The government scheme in the UK gives consumers a 50% discount on food and non-alcoholic drinks at participating eateries from Monday to Wednesday.
It is designed to provide a boost to the hospitality sector, one of the hardest hit by the pandemic’s stay-at-home orders.
Restaurant owners have reported surges in bookings since Eat Out To Help Out started on the 3 August. Will Beckett, co-founder of steakhouse chain Hawksmoor, told the BBC that six of his restaurants had received a combined 15,000 booking throughout August.
Hospitality bounces back
Data from restaurant booking website OpenTable shows a similar trend as Yolt, with reservations up 10% on 3 August, compared with the same day in 2019.
However, the 14% increase measured by Yolt was dwarfed by the previous month of July, when the government first lifted lockdown measures for bars and restaurants. Compared with April – the height of the pandemic – restaurant transactions were up by 127% in July.

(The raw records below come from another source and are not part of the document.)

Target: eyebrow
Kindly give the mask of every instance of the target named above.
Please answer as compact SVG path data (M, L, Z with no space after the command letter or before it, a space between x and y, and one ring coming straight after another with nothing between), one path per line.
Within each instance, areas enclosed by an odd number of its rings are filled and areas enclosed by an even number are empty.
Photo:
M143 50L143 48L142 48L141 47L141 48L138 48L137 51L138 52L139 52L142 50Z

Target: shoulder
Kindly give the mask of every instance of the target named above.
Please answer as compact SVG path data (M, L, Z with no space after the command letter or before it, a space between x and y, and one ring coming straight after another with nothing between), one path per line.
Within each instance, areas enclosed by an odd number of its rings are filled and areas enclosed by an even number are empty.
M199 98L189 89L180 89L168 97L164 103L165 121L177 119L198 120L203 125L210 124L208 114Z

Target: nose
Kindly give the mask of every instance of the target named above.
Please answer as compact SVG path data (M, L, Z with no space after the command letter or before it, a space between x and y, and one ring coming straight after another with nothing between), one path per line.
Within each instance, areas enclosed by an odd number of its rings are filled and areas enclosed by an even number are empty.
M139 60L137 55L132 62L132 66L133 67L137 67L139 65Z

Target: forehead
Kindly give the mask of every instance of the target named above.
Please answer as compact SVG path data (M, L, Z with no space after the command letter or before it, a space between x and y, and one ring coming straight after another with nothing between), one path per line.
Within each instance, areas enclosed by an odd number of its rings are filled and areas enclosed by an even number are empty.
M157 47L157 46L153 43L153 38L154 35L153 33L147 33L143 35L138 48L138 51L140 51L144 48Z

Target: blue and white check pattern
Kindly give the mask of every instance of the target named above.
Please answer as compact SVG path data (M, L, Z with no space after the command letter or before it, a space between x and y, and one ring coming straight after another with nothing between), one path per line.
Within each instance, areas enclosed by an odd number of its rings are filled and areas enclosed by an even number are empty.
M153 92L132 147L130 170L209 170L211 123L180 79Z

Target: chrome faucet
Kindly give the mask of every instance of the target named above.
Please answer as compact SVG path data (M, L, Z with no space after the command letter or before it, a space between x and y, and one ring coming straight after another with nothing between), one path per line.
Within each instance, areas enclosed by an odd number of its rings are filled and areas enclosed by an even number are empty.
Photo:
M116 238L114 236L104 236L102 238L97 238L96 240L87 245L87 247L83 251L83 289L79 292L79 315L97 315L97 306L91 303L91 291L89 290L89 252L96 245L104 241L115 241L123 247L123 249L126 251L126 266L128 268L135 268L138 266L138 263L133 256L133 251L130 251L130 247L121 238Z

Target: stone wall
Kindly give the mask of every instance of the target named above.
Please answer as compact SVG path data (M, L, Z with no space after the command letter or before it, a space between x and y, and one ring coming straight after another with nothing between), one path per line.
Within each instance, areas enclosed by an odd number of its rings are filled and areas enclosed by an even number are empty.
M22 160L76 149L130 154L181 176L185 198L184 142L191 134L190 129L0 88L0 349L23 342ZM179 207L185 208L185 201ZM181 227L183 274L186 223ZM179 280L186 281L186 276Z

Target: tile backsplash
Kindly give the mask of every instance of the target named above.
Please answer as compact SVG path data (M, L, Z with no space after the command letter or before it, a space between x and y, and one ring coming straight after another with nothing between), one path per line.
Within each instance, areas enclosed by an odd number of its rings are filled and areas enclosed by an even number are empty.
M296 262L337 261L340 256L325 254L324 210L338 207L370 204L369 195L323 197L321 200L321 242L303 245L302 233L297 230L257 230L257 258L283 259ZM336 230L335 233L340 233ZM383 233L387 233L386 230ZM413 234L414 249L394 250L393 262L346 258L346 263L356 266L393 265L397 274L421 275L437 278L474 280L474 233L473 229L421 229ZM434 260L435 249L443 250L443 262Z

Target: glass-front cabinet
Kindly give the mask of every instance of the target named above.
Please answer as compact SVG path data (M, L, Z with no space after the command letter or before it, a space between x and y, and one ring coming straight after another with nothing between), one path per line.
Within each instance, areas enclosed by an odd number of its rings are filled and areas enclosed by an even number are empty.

Stay-at-home restrictions have seen many consumers grow their savings during lockdown. Yolt, which leverages open banking for its money management app, observed a 10% increase in the number of savings contributions in July compared to June. Compared with pre-lockdown in February, Yolt users are saving 36% more regularly.
“It is great to see people taking advantage of the ‘Eat Out To Help Out’ scheme and taking the right steps towards smart spending,” says Pauline van Brakel, chief product officer at Yolt.
“It is also encouraging to see that even with the temptation to spend more now, people are still remaining consistent with their efforts to save and they are seemingly trying to continue that habit going forward, particularly as we face economic uncertainty in light of Covid-19.
“We want to empower users to be smart with their money, to help them find a new way of balancing spending and saving, and to turn their good financial intentions into action in the most effortless way possible.”
He added that Yolt was testing a “new iteration” of its app to “do just that”.